The only elements that Gerrard saw differently to what made it to screen was the 'fusion of the machines'. "I see machines and flesh fused with each other," he says. "It should become difficult to distinguish the two.
I saw bones and mechanical parts working in a symbiotic way, wrapped in layers of muscles. As the design passed through the hands of the sculptors and CG artists, it become more about machines attached or embedded in the flesh. This looks awesome onscreen, particularly the close-up dissection shots."
Gerrard says his art is driven by both personalities. Take the image 'Vampire', a dark look into man's relationship with nature, the ever-carnivorous human need for love and destr
uction yet the image is wrapped up in a movie like still. "The visual nature of the image draws you in and then hopefully it pulls you deeper and opens up new notions, new challenges.
What I feel it comes down to is the nature of art and how it affects others," he says. "An image of a robot in battle does not always represent a robot in battle. I try to look beyond first pass of visual and delve deeper into the mind of the artist. I do feel that with this genre of science fiction and horror, and most people don't do that. They take these images on face value and that is such a shame. Why not have science fiction and horror on the walls of the Tate Gallery of Modern Art?"
In his personal work, Gerrard has kept this approach constant.
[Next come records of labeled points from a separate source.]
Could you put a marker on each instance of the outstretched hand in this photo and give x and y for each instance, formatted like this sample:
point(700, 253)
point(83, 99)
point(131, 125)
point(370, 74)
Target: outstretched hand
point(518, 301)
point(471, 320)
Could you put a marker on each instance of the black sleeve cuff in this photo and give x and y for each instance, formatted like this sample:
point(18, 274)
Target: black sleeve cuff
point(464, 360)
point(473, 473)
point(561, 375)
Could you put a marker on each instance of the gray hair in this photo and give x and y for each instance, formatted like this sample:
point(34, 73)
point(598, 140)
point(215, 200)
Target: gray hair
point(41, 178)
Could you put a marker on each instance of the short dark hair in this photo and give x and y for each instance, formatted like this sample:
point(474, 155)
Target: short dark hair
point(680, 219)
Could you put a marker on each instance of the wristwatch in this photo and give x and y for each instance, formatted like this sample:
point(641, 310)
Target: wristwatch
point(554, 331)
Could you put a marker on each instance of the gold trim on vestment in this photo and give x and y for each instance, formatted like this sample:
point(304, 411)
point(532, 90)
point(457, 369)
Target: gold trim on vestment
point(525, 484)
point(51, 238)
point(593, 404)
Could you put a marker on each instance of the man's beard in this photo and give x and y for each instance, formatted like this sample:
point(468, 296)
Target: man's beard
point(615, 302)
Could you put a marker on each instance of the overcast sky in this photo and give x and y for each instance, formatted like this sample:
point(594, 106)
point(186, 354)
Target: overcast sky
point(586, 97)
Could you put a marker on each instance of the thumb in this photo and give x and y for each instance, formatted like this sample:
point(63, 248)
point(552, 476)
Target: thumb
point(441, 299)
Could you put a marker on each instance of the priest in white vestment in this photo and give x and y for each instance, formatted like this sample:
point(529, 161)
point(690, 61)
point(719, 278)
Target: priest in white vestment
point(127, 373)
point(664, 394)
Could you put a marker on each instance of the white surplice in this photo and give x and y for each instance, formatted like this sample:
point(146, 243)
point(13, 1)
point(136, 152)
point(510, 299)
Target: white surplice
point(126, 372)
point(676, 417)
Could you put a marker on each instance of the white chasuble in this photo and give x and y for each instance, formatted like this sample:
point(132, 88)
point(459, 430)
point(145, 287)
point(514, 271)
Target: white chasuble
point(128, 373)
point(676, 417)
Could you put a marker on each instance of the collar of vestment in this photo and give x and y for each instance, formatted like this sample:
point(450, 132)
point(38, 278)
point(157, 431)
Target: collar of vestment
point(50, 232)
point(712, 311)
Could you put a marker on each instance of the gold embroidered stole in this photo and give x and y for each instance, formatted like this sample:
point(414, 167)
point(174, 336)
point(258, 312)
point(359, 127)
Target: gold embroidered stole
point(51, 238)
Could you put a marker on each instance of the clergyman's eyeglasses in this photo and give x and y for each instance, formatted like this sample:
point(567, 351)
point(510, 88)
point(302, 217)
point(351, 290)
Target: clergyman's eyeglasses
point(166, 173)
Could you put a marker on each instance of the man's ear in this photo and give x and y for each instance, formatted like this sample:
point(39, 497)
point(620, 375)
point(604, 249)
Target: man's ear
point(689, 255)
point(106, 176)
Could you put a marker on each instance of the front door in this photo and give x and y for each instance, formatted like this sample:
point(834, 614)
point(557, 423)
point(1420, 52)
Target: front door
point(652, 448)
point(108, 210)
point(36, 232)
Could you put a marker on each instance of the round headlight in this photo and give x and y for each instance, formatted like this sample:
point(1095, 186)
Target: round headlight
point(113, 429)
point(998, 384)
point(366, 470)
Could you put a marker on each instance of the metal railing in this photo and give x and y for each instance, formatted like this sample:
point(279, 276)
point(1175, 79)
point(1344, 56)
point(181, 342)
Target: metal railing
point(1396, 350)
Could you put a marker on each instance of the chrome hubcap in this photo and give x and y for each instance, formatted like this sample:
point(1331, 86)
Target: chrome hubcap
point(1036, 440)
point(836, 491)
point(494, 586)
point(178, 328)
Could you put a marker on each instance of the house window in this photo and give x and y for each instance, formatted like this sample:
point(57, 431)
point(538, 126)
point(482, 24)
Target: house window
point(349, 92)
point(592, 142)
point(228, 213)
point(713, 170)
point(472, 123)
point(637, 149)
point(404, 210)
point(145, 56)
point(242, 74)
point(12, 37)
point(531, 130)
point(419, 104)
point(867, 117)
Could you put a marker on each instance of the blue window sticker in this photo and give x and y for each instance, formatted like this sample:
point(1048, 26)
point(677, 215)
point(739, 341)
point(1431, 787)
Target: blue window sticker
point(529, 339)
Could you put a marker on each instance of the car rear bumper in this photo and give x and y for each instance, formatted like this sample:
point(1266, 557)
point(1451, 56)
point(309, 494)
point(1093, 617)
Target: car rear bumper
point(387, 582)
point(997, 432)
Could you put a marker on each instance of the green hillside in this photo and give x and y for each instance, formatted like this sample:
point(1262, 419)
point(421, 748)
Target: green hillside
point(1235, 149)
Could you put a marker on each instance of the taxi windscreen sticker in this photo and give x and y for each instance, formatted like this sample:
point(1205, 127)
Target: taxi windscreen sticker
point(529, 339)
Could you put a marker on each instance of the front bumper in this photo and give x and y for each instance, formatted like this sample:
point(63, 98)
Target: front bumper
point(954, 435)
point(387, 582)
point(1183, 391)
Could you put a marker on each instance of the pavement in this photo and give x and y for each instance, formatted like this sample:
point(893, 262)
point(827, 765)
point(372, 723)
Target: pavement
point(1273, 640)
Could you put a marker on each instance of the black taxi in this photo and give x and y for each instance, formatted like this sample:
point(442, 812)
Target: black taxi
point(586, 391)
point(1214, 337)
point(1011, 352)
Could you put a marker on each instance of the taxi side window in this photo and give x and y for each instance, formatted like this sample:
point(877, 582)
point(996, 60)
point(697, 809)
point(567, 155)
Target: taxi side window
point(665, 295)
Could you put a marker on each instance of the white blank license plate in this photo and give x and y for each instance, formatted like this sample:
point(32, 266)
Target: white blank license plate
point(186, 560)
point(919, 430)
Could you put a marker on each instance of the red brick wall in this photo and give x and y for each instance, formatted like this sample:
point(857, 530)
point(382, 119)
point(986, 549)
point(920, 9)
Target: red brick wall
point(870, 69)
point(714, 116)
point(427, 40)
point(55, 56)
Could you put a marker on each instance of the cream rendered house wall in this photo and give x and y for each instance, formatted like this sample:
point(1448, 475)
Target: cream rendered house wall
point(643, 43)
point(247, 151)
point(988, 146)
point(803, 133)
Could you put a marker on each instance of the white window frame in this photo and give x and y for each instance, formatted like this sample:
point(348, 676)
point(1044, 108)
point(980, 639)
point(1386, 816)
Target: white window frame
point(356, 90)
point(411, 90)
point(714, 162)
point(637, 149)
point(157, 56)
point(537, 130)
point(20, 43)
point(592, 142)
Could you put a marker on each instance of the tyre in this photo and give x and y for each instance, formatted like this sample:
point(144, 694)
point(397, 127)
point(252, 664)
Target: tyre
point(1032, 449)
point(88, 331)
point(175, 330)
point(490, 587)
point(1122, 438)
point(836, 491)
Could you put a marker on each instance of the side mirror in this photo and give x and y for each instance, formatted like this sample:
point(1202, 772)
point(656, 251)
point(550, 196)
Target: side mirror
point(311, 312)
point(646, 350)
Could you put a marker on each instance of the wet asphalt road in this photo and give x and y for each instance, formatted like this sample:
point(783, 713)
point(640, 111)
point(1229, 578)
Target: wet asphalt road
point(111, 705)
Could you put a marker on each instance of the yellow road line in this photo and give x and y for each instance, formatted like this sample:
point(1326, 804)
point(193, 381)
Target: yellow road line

In his professional life, particularly in games, this approach is near impossible for him, simply because of the nature of the industry, the sheer number of people involved. "Even as an art director, my vision had to adhere to marketing, mainstream culture, the demographic and so on," he says.
"If it was possible to have complete freedom to create a game, I would embrace it wholeheartedly and create something very unique and hopefully inspirational, probably very scary, but I fear that level of control and personal freedom is far from my reach. For film the philosophical and surrealist element of my work takes a step back somewhat, but it is still there. It's a battle of balance when working for film, a balance I am enjoying a great deal."